If it's necessary, we can also delay one/two of the three parts.

Thanks,
Shiqing

Tim Mattox wrote:
> I have two concerns. First is that we really need to focus on
> getting 1.3 stable and released. My second concern with
> this is how will it effect merging of bugfixes for 1.3 from the
> trunk once we release 1.3. Will the following modified files
> cause merge conflicts for CMRs? How big is this diff,
> can you send it to the list, or otherwise make it available?
>
>
>> M ompi/runtime/ompi_mpi_init.c
>> M opal/event/event.c
>> M opal/event/WIN32-Code/win32.c
>> M opal/mca/base/mca_base_param.c
>> M opal/mca/installdirs/windows/opal_installdirs_windows.c
>> M opal/runtime/opal_cr.c
>> M opal/win32/ompi_misc.h
>> M opal/win32/win_compat.h
>> M orte/mca/plm/ccp/plm_ccp_component.c
>> M orte/mca/plm/ccp/plm_ccp_module.c
>> M orte/mca/plm/process/plm_process_module.c
>> M orte/mca/ras/ccp/ras_ccp_component.c
>> M orte/mca/ras/ccp/ras_ccp_module.c
>> M orte/runtime/orte_wait.c
>> M orte/tools/orterun/orterun.c
>> M orte/util/hnp_contact.c
>>
>
> I would ask that you consider breaking these
> modifications into parts that "could" be harmlessly
> brought over independently to 1.3, if a subsequent
> non-windows bugfix to one of those files needs to
> be brought over that will only merge cleanly if some
> of your changes to the same file are also brought over.
> For example, it would be a real pain to have to use
> patchfiles to resolve merge conflicts simply because
> of an #ifdef or white-space change here or there.
> Hopefully that made sense...
>
> Although I don't use windows myself, I appreciate your
> and others' efforts to expand the number of platforms
> we can run on.
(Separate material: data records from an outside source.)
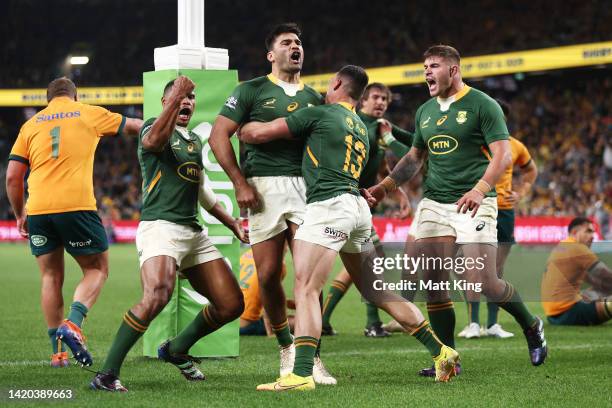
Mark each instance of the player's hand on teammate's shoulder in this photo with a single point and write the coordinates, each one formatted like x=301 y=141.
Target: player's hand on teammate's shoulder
x=183 y=86
x=470 y=202
x=240 y=231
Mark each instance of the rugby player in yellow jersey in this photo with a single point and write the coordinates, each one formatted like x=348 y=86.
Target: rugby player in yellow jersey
x=507 y=197
x=571 y=263
x=253 y=321
x=57 y=145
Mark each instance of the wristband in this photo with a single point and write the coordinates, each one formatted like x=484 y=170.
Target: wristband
x=388 y=138
x=482 y=187
x=389 y=184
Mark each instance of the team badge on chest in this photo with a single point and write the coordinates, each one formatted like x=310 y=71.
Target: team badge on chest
x=461 y=117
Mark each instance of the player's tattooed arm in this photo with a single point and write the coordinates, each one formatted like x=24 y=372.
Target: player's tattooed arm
x=259 y=132
x=403 y=171
x=408 y=166
x=159 y=134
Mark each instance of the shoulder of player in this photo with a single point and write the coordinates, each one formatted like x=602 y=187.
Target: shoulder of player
x=313 y=92
x=479 y=97
x=255 y=83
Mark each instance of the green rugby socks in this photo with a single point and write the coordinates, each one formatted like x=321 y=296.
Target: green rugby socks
x=131 y=329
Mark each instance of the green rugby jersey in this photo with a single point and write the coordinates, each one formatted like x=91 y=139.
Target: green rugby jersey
x=456 y=141
x=377 y=153
x=171 y=178
x=263 y=100
x=336 y=149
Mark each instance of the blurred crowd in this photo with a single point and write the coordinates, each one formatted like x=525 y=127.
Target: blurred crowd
x=564 y=117
x=335 y=33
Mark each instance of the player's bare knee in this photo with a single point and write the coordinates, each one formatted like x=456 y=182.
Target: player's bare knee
x=231 y=309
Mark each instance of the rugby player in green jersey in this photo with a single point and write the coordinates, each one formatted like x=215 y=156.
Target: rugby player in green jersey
x=270 y=184
x=373 y=105
x=337 y=220
x=169 y=240
x=454 y=129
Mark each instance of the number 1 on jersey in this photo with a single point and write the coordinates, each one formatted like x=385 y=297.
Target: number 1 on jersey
x=55 y=142
x=360 y=150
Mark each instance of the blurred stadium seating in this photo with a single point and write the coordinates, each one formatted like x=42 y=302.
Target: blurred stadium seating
x=564 y=117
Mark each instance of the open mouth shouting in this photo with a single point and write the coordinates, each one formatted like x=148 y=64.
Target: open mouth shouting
x=185 y=114
x=295 y=57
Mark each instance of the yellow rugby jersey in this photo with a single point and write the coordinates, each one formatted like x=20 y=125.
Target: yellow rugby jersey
x=566 y=269
x=59 y=144
x=249 y=284
x=520 y=157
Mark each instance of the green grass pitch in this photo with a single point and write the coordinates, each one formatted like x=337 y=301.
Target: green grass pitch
x=370 y=372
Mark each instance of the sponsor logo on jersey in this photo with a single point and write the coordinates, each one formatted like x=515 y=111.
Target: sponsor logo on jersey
x=231 y=102
x=336 y=233
x=442 y=144
x=38 y=240
x=461 y=117
x=80 y=244
x=270 y=103
x=59 y=115
x=426 y=123
x=349 y=122
x=189 y=171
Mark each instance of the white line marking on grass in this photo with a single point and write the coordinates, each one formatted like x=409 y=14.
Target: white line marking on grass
x=355 y=353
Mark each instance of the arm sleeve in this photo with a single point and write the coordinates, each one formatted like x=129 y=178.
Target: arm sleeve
x=403 y=136
x=19 y=152
x=492 y=122
x=523 y=157
x=398 y=148
x=417 y=139
x=238 y=104
x=105 y=122
x=301 y=122
x=206 y=196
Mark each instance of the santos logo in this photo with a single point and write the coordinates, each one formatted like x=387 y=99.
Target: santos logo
x=442 y=144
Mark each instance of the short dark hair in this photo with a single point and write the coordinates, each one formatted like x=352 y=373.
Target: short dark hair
x=169 y=86
x=504 y=105
x=61 y=87
x=444 y=51
x=281 y=29
x=357 y=80
x=376 y=85
x=577 y=222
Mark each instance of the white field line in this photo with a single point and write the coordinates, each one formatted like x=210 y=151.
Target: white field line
x=28 y=363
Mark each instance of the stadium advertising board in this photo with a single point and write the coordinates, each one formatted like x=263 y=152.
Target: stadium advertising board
x=472 y=67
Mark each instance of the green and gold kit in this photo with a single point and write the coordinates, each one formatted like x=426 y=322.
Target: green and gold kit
x=336 y=149
x=456 y=140
x=263 y=99
x=170 y=178
x=377 y=153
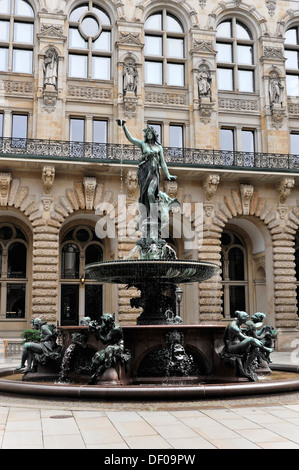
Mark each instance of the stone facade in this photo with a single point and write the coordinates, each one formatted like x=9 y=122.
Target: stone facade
x=46 y=189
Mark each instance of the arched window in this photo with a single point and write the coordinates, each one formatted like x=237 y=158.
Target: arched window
x=235 y=58
x=165 y=50
x=16 y=36
x=291 y=51
x=13 y=272
x=80 y=296
x=89 y=42
x=234 y=278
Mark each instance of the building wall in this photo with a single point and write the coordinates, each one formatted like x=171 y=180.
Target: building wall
x=46 y=196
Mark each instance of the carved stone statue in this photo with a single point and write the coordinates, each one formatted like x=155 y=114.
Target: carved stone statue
x=50 y=67
x=111 y=335
x=241 y=350
x=40 y=353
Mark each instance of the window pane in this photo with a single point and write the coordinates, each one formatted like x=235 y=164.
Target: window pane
x=100 y=132
x=23 y=33
x=153 y=72
x=245 y=55
x=102 y=15
x=225 y=79
x=4 y=30
x=292 y=85
x=17 y=261
x=76 y=40
x=224 y=30
x=77 y=128
x=175 y=74
x=237 y=297
x=5 y=7
x=23 y=8
x=19 y=126
x=295 y=151
x=70 y=262
x=173 y=25
x=236 y=264
x=101 y=68
x=153 y=45
x=227 y=139
x=292 y=59
x=3 y=59
x=77 y=66
x=248 y=141
x=78 y=12
x=154 y=22
x=242 y=32
x=22 y=61
x=175 y=48
x=15 y=302
x=246 y=80
x=176 y=136
x=225 y=52
x=103 y=43
x=291 y=36
x=158 y=129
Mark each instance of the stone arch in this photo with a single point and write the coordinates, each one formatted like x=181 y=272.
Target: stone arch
x=189 y=17
x=231 y=206
x=245 y=11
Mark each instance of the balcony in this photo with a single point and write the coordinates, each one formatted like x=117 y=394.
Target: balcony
x=114 y=153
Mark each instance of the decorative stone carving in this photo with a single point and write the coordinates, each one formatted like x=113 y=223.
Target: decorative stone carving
x=246 y=191
x=5 y=180
x=89 y=184
x=284 y=188
x=210 y=185
x=48 y=177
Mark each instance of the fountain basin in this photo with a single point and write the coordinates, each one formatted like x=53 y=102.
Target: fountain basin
x=134 y=272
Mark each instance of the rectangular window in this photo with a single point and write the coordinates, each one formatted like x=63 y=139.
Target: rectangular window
x=292 y=85
x=176 y=74
x=3 y=59
x=153 y=73
x=176 y=138
x=101 y=68
x=77 y=66
x=22 y=61
x=100 y=131
x=225 y=79
x=16 y=301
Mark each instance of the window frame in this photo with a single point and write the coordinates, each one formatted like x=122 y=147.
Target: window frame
x=235 y=66
x=164 y=59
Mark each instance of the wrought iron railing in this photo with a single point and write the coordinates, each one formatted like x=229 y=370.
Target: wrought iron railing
x=115 y=153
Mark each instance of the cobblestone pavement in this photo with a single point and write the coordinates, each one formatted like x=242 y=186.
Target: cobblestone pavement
x=259 y=422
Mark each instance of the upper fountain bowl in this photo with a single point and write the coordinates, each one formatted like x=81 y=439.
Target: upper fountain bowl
x=151 y=271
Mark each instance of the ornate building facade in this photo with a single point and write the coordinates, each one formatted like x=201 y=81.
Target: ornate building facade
x=219 y=82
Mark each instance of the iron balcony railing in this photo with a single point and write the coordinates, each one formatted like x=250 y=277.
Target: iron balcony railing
x=115 y=153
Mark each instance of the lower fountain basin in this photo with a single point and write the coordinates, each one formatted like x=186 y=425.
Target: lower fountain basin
x=133 y=272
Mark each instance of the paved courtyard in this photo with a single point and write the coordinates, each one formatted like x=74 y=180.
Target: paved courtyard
x=261 y=422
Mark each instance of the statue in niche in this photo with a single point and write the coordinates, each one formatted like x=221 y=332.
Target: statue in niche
x=50 y=67
x=110 y=334
x=40 y=353
x=240 y=350
x=275 y=89
x=204 y=81
x=130 y=77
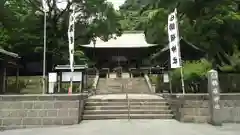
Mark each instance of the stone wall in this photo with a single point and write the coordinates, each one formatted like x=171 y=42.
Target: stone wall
x=21 y=111
x=195 y=107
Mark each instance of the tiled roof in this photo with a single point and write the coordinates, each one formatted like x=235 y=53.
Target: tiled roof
x=9 y=53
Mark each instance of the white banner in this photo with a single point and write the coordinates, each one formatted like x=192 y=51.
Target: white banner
x=45 y=5
x=71 y=38
x=173 y=37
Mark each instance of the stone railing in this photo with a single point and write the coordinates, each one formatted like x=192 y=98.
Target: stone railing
x=21 y=111
x=196 y=107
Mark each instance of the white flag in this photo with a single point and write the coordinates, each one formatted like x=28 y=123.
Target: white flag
x=173 y=38
x=45 y=5
x=71 y=39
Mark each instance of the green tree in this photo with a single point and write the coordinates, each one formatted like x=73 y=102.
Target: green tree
x=23 y=21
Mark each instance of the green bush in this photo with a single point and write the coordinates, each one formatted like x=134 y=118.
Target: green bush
x=194 y=72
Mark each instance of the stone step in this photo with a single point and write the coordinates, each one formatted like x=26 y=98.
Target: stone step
x=125 y=116
x=86 y=112
x=125 y=100
x=125 y=103
x=144 y=107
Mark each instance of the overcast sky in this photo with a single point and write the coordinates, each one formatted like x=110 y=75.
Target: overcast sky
x=116 y=3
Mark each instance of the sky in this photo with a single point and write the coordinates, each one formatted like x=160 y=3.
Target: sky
x=116 y=3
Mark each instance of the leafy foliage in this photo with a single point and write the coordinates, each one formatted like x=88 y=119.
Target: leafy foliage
x=21 y=27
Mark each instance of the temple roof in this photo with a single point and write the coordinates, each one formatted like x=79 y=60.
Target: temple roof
x=126 y=40
x=9 y=53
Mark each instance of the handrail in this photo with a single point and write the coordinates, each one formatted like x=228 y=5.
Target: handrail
x=95 y=82
x=128 y=103
x=147 y=79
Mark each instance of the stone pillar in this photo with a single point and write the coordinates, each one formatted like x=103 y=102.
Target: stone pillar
x=214 y=98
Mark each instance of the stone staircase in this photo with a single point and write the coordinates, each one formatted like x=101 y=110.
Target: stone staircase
x=117 y=108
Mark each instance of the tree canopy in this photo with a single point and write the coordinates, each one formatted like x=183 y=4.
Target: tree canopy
x=208 y=24
x=21 y=27
x=211 y=25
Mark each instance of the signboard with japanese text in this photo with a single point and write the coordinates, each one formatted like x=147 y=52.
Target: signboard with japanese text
x=214 y=97
x=71 y=30
x=173 y=38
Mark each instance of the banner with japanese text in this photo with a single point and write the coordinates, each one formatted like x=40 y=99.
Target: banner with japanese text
x=45 y=5
x=173 y=37
x=71 y=37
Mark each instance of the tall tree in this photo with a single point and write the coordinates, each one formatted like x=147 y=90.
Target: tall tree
x=23 y=19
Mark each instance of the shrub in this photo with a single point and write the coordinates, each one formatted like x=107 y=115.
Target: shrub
x=194 y=73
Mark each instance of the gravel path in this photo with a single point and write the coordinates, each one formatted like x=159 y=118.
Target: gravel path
x=133 y=127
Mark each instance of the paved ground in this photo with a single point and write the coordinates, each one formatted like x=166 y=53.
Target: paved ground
x=136 y=127
x=123 y=96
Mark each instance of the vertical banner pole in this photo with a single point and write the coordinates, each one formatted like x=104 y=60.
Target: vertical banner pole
x=44 y=53
x=71 y=39
x=181 y=61
x=174 y=44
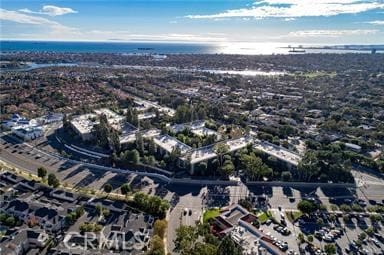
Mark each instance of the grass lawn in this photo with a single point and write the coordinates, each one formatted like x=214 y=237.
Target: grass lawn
x=293 y=215
x=210 y=213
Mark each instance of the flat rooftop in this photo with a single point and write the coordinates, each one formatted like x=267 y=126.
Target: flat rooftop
x=169 y=143
x=114 y=119
x=278 y=152
x=145 y=104
x=202 y=154
x=239 y=143
x=84 y=123
x=208 y=152
x=203 y=131
x=131 y=137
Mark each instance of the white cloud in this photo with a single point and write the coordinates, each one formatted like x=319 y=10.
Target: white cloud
x=22 y=18
x=297 y=8
x=50 y=10
x=376 y=22
x=331 y=33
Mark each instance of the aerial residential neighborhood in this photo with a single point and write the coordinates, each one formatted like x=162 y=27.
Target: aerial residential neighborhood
x=184 y=127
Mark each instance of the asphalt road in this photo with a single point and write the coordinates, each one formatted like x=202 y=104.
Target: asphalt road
x=369 y=188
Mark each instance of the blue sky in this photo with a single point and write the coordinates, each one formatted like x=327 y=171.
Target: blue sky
x=218 y=21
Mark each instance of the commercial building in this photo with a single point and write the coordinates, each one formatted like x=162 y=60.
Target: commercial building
x=284 y=155
x=236 y=222
x=83 y=125
x=28 y=132
x=14 y=121
x=166 y=144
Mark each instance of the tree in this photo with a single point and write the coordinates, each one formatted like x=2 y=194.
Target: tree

Great work!
>

Index: ompi/runtime/ompi_mpi_init.c
===================================================================
--- ompi/runtime/ompi_mpi_init.c (revision 20022)
+++ ompi/runtime/ompi_mpi_init.c (working copy)
@@ -685,7 +685,9 @@
     }
 
     /* Do we need to wait for a debugger? */
+#ifndef __WINDOWS__
     ompi_wait_for_debugger();
+#endif
     
     /* check for timing request - get stop time and report elapsed
      time if so, then start the clock again */
Index: opal/event/event.c
===================================================================
--- opal/event/event.c (revision 20022)
+++ opal/event/event.c (working copy)
@@ -310,7 +310,11 @@
 #ifdef __APPLE__
                                        "select",
 #else
+# ifdef __WINDOWS__
+ "win32",
+# else
                                        "poll",
+# endif
 #endif
                                        &event_module_include);
         free(help_msg); /* release the help message */
Index: orte/runtime/orte_wait.c
===================================================================
--- orte/runtime/orte_wait.c (revision 20022)
+++ orte/runtime/orte_wait.c (working copy)
@@ -495,6 +495,9 @@
     /* create the event */
     *event = (opal_event_t*)malloc(sizeof(opal_event_t));
     
+ /* setup the trigger and its associated lock */
+ OBJ_CONSTRUCT(trig, orte_trigger_event_t);
+
     /* pass back the write end of the pipe */
     trig->channel = p[1];
     
@@ -887,8 +890,8 @@
         return;
     }
         
- send(trig->channel, (const char *) &data, sizeof(int), 0);
- closesocket(trig->channel);
+ send(trig->channel, (const char*)&data, sizeof(int), 0);
+ closesocket(trig->channel);
     opal_progress();
 }
 
@@ -1102,6 +1105,9 @@
     /* create the event */
     *event = (opal_event_t*)malloc(sizeof(opal_event_t));
     
+ /* setup the trigger and its associated lock */
+ OBJ_CONSTRUCT(trig, orte_trigger_event_t);
+
     /* pass back the write end of the pipe */
     trig->channel = p[1];
     
Index: orte/tools/orterun/orterun.c
===================================================================
--- orte/tools/orterun/orterun.c (revision 20022)
+++ orte/tools/orterun/orterun.c (working copy)
@@ -738,8 +738,15 @@
                             orte_max_timeout, timeout_callback);
     }
     
+#ifndef __WINDOWS__
     /* now wait to hear it has been done */
     opal_event_dispatch();
+#else
+ /* We are using WT_EXECUTEINWAITTHREAD mode of threading pool,
+ the other callbacks won't be triggerred until this thread finishes,
+ so just return to main thread and process the rest events there. */
+ return;
+#endif
     
     /* if we cannot order the daemons to terminate, then
      * all we can do is cleanly exit ourselves
Index: orte/util/hnp_contact.c
===================================================================
--- orte/util/hnp_contact.c (revision 20022)
+++ orte/util/hnp_contact.c (working copy)
@@ -255,7 +255,7 @@
          * See if a contact file exists in this directory and read it
          */
         contact_filename = opal_os_path( false, headdir,
- dir_entry->d_name, "contact.txt", NULL );
+ file_data, "contact.txt", NULL );
         
         hnp = OBJ_NEW(orte_hnp_contact_t);
         if (ORTE_SUCCESS == (ret = orte_read_hnp_contact_file(contact_filename, hnp))) {

Index: opal/mca/base/mca_base_param.c
===================================================================
--- opal/mca/base/mca_base_param.c (revision 20022)
+++ opal/mca/base/mca_base_param.c (working copy)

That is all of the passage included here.